Я чуть не поперхнулся. Обалдеть дары! Уж я‑то в таком случае предпочел бы остаться без подарочков. Лесом такое божество!

— Не слишком ли суровые подарки?

— Хех, простота зеленая, — Бурый снисходительно отмахнулся. — Ничегошеньки ты не понимаешь. Каждый такой дар делает их сильнее. Позволяет выжить в новом мире. Спроси любого из них, что они думают, и не услышишь ничего, кроме слов благодарности.

Ложь. Откровенная ложь или фанатическая вера, что по факту одно и тоже. Хреновый из него вербовщик. За эту короткую прогулку я окончательно убедился в том, что нужно поскорее линять отсюда. И чем дальше, тем лучше.

Наконец, мы свернули прочь с людных улиц, и двинули по узкому, ничем не приметному проулку. Здесь я впервые заметил местных патрульных. Мимо нас прошла пара разукрашенных вояк, на поясе у которых висели перископические дубинки, а в руках лежали тяжелые самодельные арбалеты, заряженные цельнометаллическими стальными болтами. Здрасьте–приехали! Что за?..

Это натолкнуло меня на мысль, что ни при встрече на поверхности, ни здесь, я еще ни разу не видел, чтобы сектанты использовали технологичное оружие. Дубины, ножи, арбалеты. Средние века, да и только. А ведь наверняка успели разжиться всяким разным. Хотя бы тех же солдат взять. Не выбросили же сектанты всю их амуницию? Наверняка там были неплохие стволы. Так куда все подевалось? Или какие–то постулаты не позволяют им стрелять из огнестрела? Странно.

Наш маленький отряд притормозил перед дверью, у которой стояло шесть очень крепких с виду ребят. Двое из них так вообще не уступали Гире в габаритах. К слову, сам громила не остановился с нами. Он подошел к соседней двери, открыл ее и зашвырнул туда Тарана, не особо заботясь о мягком приземлении. После этого в помещение вошло два сектанта в странных защитных костюмах, и дверь закрылась.

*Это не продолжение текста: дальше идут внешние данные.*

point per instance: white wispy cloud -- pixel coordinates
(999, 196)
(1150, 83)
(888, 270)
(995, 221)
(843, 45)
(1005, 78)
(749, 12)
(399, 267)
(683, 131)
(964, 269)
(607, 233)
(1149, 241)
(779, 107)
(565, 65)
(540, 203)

— Новенького заказывали? — с улыбкой поинтересовался Бурый, поглядывая по сторонам. — А где старший?

— Здесь я, мля, — раздался голос за их спинами. — Уже и отлить сходить не дают спокойно.

Оглянувшись, я увидел довольно молодого парня. Лет двадцать пять, не больше. Он не носил жилетки, зато целое множество разнообразных витиеватых татуировок сползало с его лысины, опоясывало шею и расцветало на груди напряженной кистью руки, словно сдавливающей чью–то невидимую шею.

— Э, Скок, я и не знал, что Длань Божья нуждается в таких низменных вещах, — хохотнул догмат. — Думал, что ты питаешься солнечным светом и срёшь бабочками. Ну и все такое.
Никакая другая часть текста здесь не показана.